You can play one or both, but the latter is open for the other players to ‘follow’ and thus gain additional actions out of turn. However, they will need to discard a card of the corresponding suit to do so. This will deplete their hand until the end of their next turn – not always a bad thing, as we will see.
Handy management
What do these cards do? Well, they may enable you to produce resources, Toys or Pizza, which themselves are the building blocks for upgrading your Fort. When your Fort hits Level 5, this triggers the end of the game and you’ll win a shedload of VP – often enough to win you the game outright. Growing your Fort delivers other benefits too, like unlocking an additional personal scoring condition (Made Up Rule) and an additional power (Perk).
Some cards allow you to trash cards from your hand or discard pile – a stock deck-building mechanic. Other cards allow you to use or modify your Pack – expanded resource storage which can itself score VP or clone resources via other cards. Or you might be able to use or grow your Lookout – additional storage for cards where they will be accessible for their suit, to power up a played card, but not their action. Finally, some cards also generate VP based on criteria such as the number of card of a particular suit you discard.
Use ‘em or lose ‘em
Once you have played your card (and potentially powered it up) you will recruit a new card to your deck's discard and then discard any cards remaining in your hand to your Yard, in front of your player board. The Yard is the other key mechanic which adds spice to Fort. It is an array that other players can recruit from, alongside a common array, the Park. It stays until the beginning of your next turn, meaning that any unplayed cards are vulnerable to poaching from other players until it is your go again. Finally, you draw back up to 5 and play passes to the next gang leader.
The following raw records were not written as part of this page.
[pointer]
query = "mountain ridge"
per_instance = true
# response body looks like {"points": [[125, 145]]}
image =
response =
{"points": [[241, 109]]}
The game ends when someone hits 25 VP, reaches a Level 5 Fort, or the draw deck is empty. Scoring is based on: VP from the track, scored by card play; VP from the Fort; a first-to-Level-5 bonus, and VP from your Made Up Rule.
Style and substance?
Fort is a beautiful game with fab art and great production values. It is also a good game to play. The tension between the vulnerability of the Yard and the fact that you only play one card for its actions in your turn keeps you on your toes. You become acutely aware of other people’s card play and look to minimise the number of cards in your hand at the end of your turn through canny ‘follows’ and effective powering up of your own actions.
The Yard also gives you options for take-that, hate drafting and some vicious use of the trash cards, if you are that way inclined. Perk cards, acquired at Fort Level 2, provide asymmetric powers which are interesting, if of varied utility. And the deck building and Pack/Lookout management provide a range of routes to score.
All that glitters?
But... for all its strengths, Fort isn’t worth the hype, in my opinion. My biggest critique is the iconography. I like iconography – done well it makes a game smooth and accessible, allowing a designer to capture complex effects with simplicity. Fort’s iconography fails to do that – it is visually bland yet fiddly and at worst, oblique, which hinders smooth play. That, combined with patchy rules meant that even by game 4 we were still hunting BGG for clarification.
Now I don’t even mind doing that if the gameplay experience is rich enough, but Fort (while fun and fairly thinky) just wasn’t good enough. I wanted more in my turn – playing one card could be fine (Pax Parmir often has you only play one card) but the range of actions springing from that were quickly over and rather bland too. ‘Following’ was interesting but generally, you do it if you can because of the Yard, even for limited benefit.
The pace was brisk and it was fairly enjoyable but at the end, I just wished it was better and that I had played something like Res Arcana or It's a Wonderful World instead. I know they are drafting rather than deck building but they scratch similar itches for me and they do it better. And Res is a poster child for good use of iconography.
So all in all…
Should you buy Fort? Sure – it’s going to stay in my collection and it will continue to get plays. It’s beautiful and brisk – the theme and art really do add to the play experience. It plays well with 3 or 4 and ok with 2. It has puzzles and thought and a good dose of interaction. Would it be my first choice for a good, recent card game though…? Maybe I am missing something.